By Todd Cohen
Two big financial-services firms have begun marketing a new product that lets wealthy clients set up and run their own foundations.
Created by Foundation Source, a philanthropic-services firm in Norwalk, Conn., the product is being offered to clients both by Chicago-based Bank One and by professional advisers served by TD Waterhouse Institutional Services, a division of online Wall Street brokerage TD Waterhouse Group that provides back-office services for independent financial advisers.
Foundation Source features both a Web-based “application service provider,” or ASP, that offers a full range of accounting, processing and compliance functions a foundation board and staff would need, as well as back-office administration and philanthropic consulting, says Doug Mellinger, chairman and CEO of Foundation Source.
“High-net-worth people get an efficient platform for new foundations, and focus their efforts on philanthropy, not administration,” says Mellinger, an entrepreneur and venture capitalist who has launched a number of technology and financial-services firms.
“And the financial institutions are able to give a very highly value-added product to high-net-worth customers that is a total turn-key solution, and to manage their assets,” he says.
Bank One, for example, is offering the new product, which it brands as its “private client foundation,” through private bankers, trust officers and investment specialists in its private client services unit, says Bill Brownson, managing director of philanthropic services in Columbus, Ohio, for Bank One.
“Until now, private foundations have been for the limited few who had both substantial means to create them and means to take care of them going forward,” he says.
The new product, he says, will help “democratize the private foundations, and we can make it available to a much broader audience than had had access to it until now, not just on the basis of means, but also on the basis of efficiencies that people expect in their financial solutions today.”
Bank One introduced the product internally in the first quarter of 2002, and already has used it to help two new clients create private foundations.
The bank, which is targeting households with a net worth of $1 million or more for the new product, administers $20 billion in charitable assets, including $3 billion it also manages through its private client services division for 1,000 charitable trusts, 700 private foundations and relationships with more than 50 community foundations, Brownson says.
While Bank One offers Foundation Source directly to its wealthy clients, TD Waterhouse makes the product available to its network of 2,000 independent investment advisers who have $16 billion in client assets under custody at the brokerage, says Tom Bradley, the firm’s president.
A client opting to create a foundation could use Foundation Source to run it and would open a brokerage account with TD Waterhouse, with the adviser managing the assets using TD Waterhouse’s internal back-office system, Bradley said.
“From the advisers’ and clients’ standpoints, the real key here is they maintain control of how the assets are invested,” he says.
Foundation Source spent two years developing the product, mainly the back-office technology to handle functions such as assigning grantmaking authority to board members, making grants, writing checks, processing regulatory compliance forms, reconciling all financial transactions, preparing tax forms and paying excise taxes.

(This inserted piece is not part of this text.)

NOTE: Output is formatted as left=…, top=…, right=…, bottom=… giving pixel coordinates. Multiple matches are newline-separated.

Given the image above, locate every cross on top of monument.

“All transactions inbound and outbound happen electronically,” says Mellinger, who adds that lawyers, accountants and others on his staff conduct “quality-control” reviews of all documents a foundation generates using the software system.
Foundation Source, which expects to have 10 major firms as clients by September, has raised $3 million and is completing another $3 million to $4 million in financing, says Mellinger.
Software code-writers in the former Soviet republic of Uzbekistan, working for roughly one-fifteenth the pay of code-writers in the United States, have done the equivalent of $5 million to $6 million of work for Foundation Source, which has used its technology office in New York to design and manage the development of its software, Mellinger says.
The firm’s staff of 23 will roughly double by the end of the year, he says.
To help foundation clients conduct research, Foundation Source has developed and organized a database of more than 700,000 charities drawn from the Internal Revenue Service database. And the firm has signed a deal to include in its own database tax and financial data from the GuideStar database on nonprofits.
The firm also is developing philanthropic content for its clients and a network of philanthropic experts to advise them.
The underlying idea, says Mellinger, is to provide the back-office tools and staff to run the foundation, as well as the research, resources and experts to help people learn about and practice philanthropy.